As for whether this production is entertaining, it is. In his first fully staged production with the company, WNO principal conductor Evan Rogister’s easy give and take with his musicians, including the singers, evidenced the kind of trust essential to any tight band where the players collaborate by feel as much or more than by counting, although the tempi were perfect.

Every voice in this cast is outstanding either solo or blended with others, and complemented the colors of one another so well, the vocal tapestry was complete. Making her arresting WNO debut in the role of Donna Anna, Colombian-American spinto soprano Vanessa Vasquez’s flutey top edged ever higher than you thought it might in her revenge aria, “Or sai chi l’onore,” glinting and glimmering throughout. Let’s hear more from her, please.

Ryan McKinny in the title role in Washington National Opera's 'Don Giovanni.' Photo by Scott Suchman.
Ryan McKinny in the title role in Washington National Opera’s ‘Don Giovanni.’ Photo by Scott Suchman.

American lyric tenor Alek Shrader as Don Ottavio had the lightest of all the voices, making him the perfect foil to all that booming from the lower voiced males, and perfectly embodying Mozart’s intention for Anna’s suitor to be gentle and steadfast, even when scared. I enjoyed every sweet note he sang, even if on occasion he was less audible than his counterparts. Paired with Vasquez, I believed in the sound of their love.

Also making her WNO debut as Zerlina was soprano Vanessa Becerra, whose ideal soubrette lent its unfailingly bright, coy, and lithe sound to her charming stage presence. She and fellow Texan, baritone Norman Garrett as Masetto, were well-matched in their lyrical abilities.

Completing the testosterone trio were American bass-baritone Kyle Ketelsen as Leporello and American bass Peter Volpe as The Commendatore. It was an intriguing mix of bass clef tones, with Volpe’s lyric bass bookending the night with his initial God-like thunder, promising that he alone would be the one to settle the score with the contemptible Giovanni, returning as an inferno near the end to make good on his promise. In between was Ketelsen’s beautiful range, adding nuance to the neuroticism of the servant who wishes he did not have to be in league with his bullying master.

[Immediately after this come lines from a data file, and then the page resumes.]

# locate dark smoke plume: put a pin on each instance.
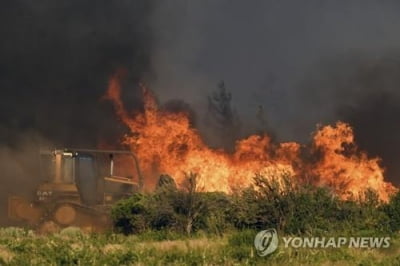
(55, 61)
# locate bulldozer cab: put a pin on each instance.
(78, 185)
(89, 176)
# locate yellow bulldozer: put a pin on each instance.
(78, 189)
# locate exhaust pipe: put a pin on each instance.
(111, 165)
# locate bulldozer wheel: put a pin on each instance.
(65, 214)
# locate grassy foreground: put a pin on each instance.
(72, 247)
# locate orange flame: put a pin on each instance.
(166, 143)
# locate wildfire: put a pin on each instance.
(165, 142)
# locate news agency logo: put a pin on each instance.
(266, 242)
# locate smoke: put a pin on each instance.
(301, 63)
(56, 60)
(304, 63)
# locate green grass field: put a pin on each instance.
(72, 247)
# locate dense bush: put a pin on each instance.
(290, 207)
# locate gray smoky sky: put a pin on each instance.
(305, 62)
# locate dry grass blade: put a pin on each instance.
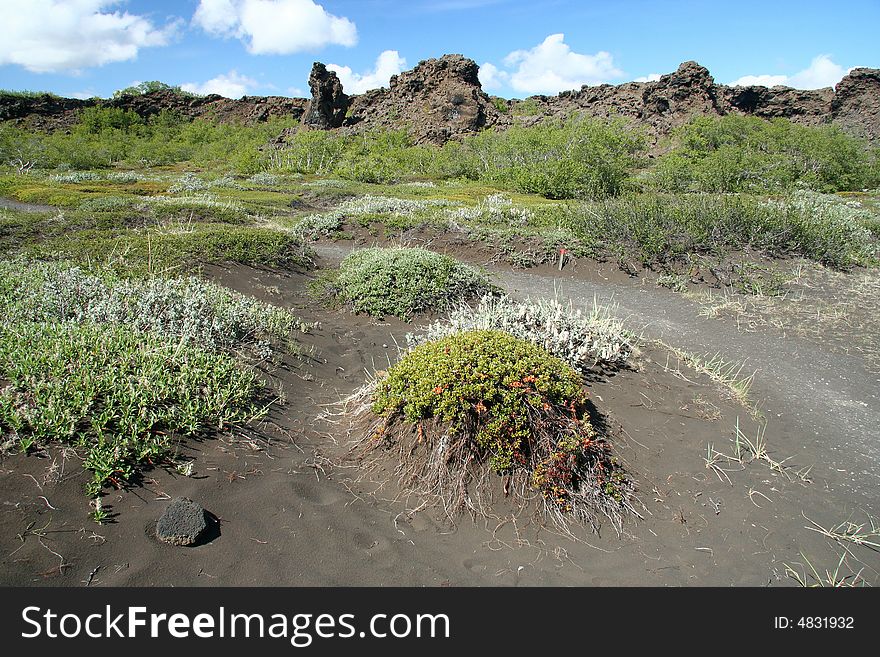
(851, 532)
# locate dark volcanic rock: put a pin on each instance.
(329, 102)
(183, 522)
(441, 99)
(856, 104)
(808, 107)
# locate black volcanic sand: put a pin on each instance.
(290, 512)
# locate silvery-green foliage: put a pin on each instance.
(76, 177)
(370, 204)
(189, 308)
(496, 208)
(842, 223)
(325, 182)
(582, 338)
(105, 204)
(314, 226)
(125, 176)
(201, 200)
(188, 182)
(264, 179)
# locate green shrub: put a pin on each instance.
(664, 228)
(403, 281)
(581, 339)
(123, 397)
(140, 252)
(188, 309)
(485, 398)
(575, 158)
(736, 153)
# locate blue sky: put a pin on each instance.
(263, 47)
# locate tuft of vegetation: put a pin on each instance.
(150, 251)
(578, 157)
(583, 339)
(188, 310)
(661, 229)
(150, 87)
(124, 398)
(402, 281)
(735, 153)
(458, 409)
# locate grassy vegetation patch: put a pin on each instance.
(186, 309)
(124, 398)
(582, 338)
(458, 409)
(141, 252)
(403, 281)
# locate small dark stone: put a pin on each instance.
(183, 522)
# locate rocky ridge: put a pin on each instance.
(442, 99)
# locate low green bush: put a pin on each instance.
(125, 398)
(140, 252)
(404, 281)
(487, 399)
(735, 153)
(661, 228)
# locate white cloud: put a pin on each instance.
(552, 66)
(52, 36)
(760, 80)
(275, 27)
(387, 64)
(492, 77)
(229, 85)
(822, 72)
(82, 95)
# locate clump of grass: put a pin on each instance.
(747, 450)
(727, 373)
(188, 309)
(840, 576)
(123, 397)
(402, 281)
(866, 534)
(456, 410)
(582, 338)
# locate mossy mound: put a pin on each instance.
(471, 404)
(404, 281)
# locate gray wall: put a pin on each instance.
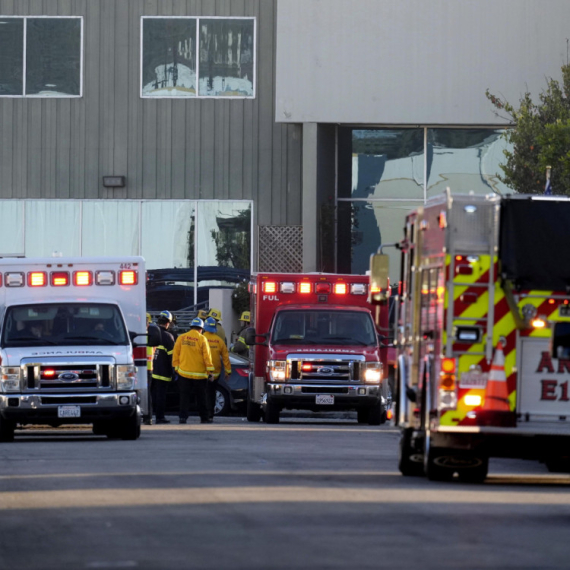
(219, 149)
(413, 61)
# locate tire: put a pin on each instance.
(222, 402)
(6, 430)
(376, 415)
(475, 474)
(272, 413)
(362, 415)
(253, 412)
(410, 462)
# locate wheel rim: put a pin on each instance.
(220, 402)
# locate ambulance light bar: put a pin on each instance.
(308, 287)
(64, 279)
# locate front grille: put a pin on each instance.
(74, 376)
(328, 390)
(55, 400)
(322, 370)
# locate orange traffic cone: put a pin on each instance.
(496, 395)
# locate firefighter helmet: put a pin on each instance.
(216, 313)
(166, 315)
(210, 324)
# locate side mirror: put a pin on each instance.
(560, 341)
(379, 280)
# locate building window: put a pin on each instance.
(197, 57)
(41, 56)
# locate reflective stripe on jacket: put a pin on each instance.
(192, 357)
(219, 352)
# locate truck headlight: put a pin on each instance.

This opera, which I have seen, sung, and listened to more times than I can count ordinarily makes me laugh, being that it is perhaps Mozart’s best “dramedy,” a show about the darkest of souls, peppered with Leperello’s snickering asides and Giovanni’s randy banter. But, after the past four years, no. No way. When Leporello sings his catalogue aria, enumerating the countless women assaulted by Giovanni, and repeats how “la piccina,” the youngest ones, are his master’s favorite to assault, in light of the Jeffrey Epstein scandal, I had chills, not giggles. To Ketelsen’s credit, he sang the entire aria not with derision, as is often done, but with remorse.

This is the real “ripped from the headlines” impact of WNO’s production of Mozart’s masterpiece. It demonstrates how as the seat of our nation’s power, and thus ground zero for the forces of good and evil, when our politicians can’t or won’t have the kind of reckoning with themselves that Elvira manages, it is Washington’s wealth of art and artists that offer moral clarity. To not leverage this wealth is to go to hell with the evildoers.